"Nico-Icon" folgt den Stationen des Lebens von Christa Päffgen alias Nico: Vom Mannequin Oestergaards zur Mondgöttin Andy Warhols. Der Film handelt von der Zeit, in der ihr zerdehnter Gesang den Sound von "The Velvet Underground" prägte, ihre Schönheit und ihr Schweigen Lou Reed, Jackson Browne, Jim Morrison und Iggy Pop faszinierten. Von jener Zeit, in der Nico in der Subkultur Philippe Garrels lebte, in der sie schließlich vom Idol der 60er Jahre zur vom Heroin gezeichneten Ikone der 80er Jahre wurde. Ihr Dasein war bestimmt von Schönheit, intensivem Leben, aber auch von Todessehnsucht. Das eindringliche Bild einer Frau, die schließlich im Tod noch das selbstgesetzte Ziel erreichte: zur unvergessenen Kultfigur zu werden. Christa Päffgen erlebt die letzten Kriegsjahre als kleines Mädchen: Bomben, das brennende Köln, ständige Lebensgefahr. Eine Familie ohne Vater, der erst Soldat war und dann von den Nazis umgebracht worden sein soll. Nico selbst behauptet, ihr Vater sei Widerstandskämpfer gewesen. Dann, nach dem Chaos des Krieges, wieder die Schule. Die strenge Ordnung der 50er Jahre kann sie nicht ertragen. - Nicos Kindheit ist typisch für ein Mädchen dieser Generation.
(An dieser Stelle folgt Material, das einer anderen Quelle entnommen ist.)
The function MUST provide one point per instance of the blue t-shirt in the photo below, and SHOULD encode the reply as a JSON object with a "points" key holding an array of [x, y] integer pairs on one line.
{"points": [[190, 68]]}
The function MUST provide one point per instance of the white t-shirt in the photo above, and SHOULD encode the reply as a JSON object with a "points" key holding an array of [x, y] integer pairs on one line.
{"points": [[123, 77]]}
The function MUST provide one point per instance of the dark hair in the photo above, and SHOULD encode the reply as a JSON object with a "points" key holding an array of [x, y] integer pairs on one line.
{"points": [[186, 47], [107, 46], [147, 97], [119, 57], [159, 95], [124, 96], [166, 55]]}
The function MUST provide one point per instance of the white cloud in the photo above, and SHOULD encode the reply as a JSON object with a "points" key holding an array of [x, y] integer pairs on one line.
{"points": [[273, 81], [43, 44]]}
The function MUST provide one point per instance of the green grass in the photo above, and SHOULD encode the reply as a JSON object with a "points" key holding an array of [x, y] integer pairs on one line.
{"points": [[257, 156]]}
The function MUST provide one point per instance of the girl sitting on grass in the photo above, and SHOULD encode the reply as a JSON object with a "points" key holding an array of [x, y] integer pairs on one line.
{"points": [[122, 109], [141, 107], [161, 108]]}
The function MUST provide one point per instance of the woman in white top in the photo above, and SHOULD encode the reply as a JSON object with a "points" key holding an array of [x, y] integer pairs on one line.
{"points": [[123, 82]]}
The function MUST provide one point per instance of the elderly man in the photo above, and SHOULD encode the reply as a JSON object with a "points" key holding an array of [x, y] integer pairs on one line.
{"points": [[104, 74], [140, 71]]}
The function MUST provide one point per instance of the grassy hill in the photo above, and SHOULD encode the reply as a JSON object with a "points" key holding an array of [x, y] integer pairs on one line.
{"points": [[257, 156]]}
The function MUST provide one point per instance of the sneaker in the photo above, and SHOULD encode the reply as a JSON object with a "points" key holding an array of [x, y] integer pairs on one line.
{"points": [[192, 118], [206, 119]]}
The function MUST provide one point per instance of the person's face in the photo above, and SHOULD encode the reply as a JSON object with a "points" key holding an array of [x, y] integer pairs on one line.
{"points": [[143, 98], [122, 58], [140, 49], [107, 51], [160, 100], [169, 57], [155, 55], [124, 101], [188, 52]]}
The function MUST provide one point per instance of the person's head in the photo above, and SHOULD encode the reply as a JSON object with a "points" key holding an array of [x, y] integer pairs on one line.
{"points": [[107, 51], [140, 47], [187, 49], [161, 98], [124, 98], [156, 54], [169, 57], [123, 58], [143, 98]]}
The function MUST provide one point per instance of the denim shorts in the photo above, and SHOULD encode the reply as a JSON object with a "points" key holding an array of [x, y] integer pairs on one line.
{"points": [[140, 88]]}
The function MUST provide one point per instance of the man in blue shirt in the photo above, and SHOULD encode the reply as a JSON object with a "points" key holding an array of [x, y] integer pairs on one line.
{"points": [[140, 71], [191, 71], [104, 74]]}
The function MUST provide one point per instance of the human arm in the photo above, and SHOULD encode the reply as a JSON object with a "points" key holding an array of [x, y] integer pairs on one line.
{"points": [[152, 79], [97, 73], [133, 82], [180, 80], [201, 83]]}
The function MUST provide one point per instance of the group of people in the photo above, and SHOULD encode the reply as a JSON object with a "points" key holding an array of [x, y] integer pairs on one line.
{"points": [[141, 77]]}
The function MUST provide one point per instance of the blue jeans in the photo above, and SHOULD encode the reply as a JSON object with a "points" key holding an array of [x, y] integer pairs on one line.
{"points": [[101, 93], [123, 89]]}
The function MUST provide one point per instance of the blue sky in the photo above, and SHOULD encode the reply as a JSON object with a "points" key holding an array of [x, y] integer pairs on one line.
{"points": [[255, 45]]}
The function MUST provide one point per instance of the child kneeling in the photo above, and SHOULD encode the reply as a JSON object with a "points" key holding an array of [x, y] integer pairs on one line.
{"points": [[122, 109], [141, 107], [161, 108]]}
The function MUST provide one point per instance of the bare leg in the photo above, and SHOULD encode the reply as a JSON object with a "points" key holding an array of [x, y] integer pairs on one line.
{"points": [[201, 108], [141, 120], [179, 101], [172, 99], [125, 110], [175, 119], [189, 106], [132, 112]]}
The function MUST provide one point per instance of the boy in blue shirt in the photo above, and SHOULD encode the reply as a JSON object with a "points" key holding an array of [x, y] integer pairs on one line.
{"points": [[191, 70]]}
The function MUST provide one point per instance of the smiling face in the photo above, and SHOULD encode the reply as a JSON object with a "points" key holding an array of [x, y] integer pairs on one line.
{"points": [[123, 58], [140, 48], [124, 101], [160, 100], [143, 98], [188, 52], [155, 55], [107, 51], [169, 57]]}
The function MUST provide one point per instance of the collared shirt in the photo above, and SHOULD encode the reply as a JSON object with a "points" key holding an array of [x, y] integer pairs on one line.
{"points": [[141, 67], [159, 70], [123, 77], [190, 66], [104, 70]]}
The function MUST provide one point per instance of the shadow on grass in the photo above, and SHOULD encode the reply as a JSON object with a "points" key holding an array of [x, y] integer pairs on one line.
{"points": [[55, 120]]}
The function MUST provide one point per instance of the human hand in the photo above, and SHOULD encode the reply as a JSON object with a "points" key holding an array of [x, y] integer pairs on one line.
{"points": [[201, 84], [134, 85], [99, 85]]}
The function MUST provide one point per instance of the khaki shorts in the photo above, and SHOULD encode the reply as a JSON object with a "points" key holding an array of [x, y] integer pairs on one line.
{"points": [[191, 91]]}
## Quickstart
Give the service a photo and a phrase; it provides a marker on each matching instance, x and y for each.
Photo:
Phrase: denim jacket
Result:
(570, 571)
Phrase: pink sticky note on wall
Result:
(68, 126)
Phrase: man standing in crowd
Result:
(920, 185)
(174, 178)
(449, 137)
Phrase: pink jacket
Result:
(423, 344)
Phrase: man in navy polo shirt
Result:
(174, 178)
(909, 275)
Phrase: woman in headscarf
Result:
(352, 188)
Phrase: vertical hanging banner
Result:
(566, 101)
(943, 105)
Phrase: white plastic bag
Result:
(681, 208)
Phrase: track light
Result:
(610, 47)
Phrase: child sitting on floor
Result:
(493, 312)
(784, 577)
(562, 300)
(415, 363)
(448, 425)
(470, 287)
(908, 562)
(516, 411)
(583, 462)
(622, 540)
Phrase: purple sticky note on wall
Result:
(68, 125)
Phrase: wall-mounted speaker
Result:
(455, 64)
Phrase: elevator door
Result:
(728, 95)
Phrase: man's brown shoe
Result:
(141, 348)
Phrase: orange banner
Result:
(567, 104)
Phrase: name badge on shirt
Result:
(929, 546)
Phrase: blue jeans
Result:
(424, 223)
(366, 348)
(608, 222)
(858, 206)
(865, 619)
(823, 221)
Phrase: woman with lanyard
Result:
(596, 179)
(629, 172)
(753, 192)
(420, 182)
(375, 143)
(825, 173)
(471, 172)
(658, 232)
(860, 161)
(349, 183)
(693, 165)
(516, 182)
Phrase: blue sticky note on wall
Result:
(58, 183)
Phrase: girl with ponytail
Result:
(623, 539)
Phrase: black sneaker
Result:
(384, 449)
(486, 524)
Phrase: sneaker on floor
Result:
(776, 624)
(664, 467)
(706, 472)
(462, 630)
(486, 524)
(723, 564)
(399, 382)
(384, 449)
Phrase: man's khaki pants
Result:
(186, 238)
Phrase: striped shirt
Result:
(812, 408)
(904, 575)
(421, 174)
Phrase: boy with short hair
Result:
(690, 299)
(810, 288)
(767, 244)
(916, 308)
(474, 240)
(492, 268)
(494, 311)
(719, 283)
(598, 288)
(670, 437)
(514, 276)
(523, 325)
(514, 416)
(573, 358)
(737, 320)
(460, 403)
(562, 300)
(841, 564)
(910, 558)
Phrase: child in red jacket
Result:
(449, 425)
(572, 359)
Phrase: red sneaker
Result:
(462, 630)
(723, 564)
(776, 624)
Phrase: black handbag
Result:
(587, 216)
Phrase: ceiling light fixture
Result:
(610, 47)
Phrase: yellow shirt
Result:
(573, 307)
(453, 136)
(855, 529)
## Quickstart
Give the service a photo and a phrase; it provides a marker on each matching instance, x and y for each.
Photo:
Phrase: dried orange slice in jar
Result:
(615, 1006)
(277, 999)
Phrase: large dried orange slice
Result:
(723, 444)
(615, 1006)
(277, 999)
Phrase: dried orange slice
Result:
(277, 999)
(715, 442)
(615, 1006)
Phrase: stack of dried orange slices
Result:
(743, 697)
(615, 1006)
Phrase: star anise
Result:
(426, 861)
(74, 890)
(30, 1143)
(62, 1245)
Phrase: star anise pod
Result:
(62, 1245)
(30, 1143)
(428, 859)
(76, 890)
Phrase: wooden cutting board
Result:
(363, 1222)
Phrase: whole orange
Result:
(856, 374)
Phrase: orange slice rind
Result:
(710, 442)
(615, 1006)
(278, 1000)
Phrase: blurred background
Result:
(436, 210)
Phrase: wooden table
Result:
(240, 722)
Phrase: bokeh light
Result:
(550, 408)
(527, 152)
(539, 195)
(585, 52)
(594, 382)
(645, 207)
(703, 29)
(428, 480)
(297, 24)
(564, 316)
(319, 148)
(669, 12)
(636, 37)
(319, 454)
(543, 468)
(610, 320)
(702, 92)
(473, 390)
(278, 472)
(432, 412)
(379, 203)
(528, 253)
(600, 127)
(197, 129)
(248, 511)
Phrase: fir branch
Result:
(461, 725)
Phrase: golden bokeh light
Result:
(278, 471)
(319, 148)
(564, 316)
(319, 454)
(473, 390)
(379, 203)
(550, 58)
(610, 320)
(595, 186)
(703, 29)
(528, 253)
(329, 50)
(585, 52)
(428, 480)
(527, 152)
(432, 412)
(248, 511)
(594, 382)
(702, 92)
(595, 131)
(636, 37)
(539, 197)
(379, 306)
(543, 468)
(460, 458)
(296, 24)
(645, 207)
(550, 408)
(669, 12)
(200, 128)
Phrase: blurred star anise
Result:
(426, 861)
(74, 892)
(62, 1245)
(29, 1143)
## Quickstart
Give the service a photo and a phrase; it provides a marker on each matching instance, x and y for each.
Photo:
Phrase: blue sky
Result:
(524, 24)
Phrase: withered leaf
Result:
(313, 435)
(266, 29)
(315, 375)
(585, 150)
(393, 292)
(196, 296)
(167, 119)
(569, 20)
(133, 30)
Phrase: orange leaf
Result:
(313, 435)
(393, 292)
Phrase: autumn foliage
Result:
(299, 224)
Ungewöhnlich sind die Konsequenzen, die sie daraus zieht: Sie möchte sich so weit wie möglich von Deutschland entfernen. Nicos ganze Karriere basiert auf ihrem Aussehen. Sie verwandelt sich in das, was andere in ihr sehen. Für den Fotografen Herbert Tobias wird sie zunächst zum Mannequin à lá Audrey Hepburn, auf dem Weg nach Paris von der dunklen Christa Päffgen zur blonden 60er-Jahre-Schönheit Nico. Sie bekommt ein Kind, der Vater ist Alain Delon. Um den kleinen Jungen kümmert sich ihre Mutter und später Edith Boulogne, Delons Mutter.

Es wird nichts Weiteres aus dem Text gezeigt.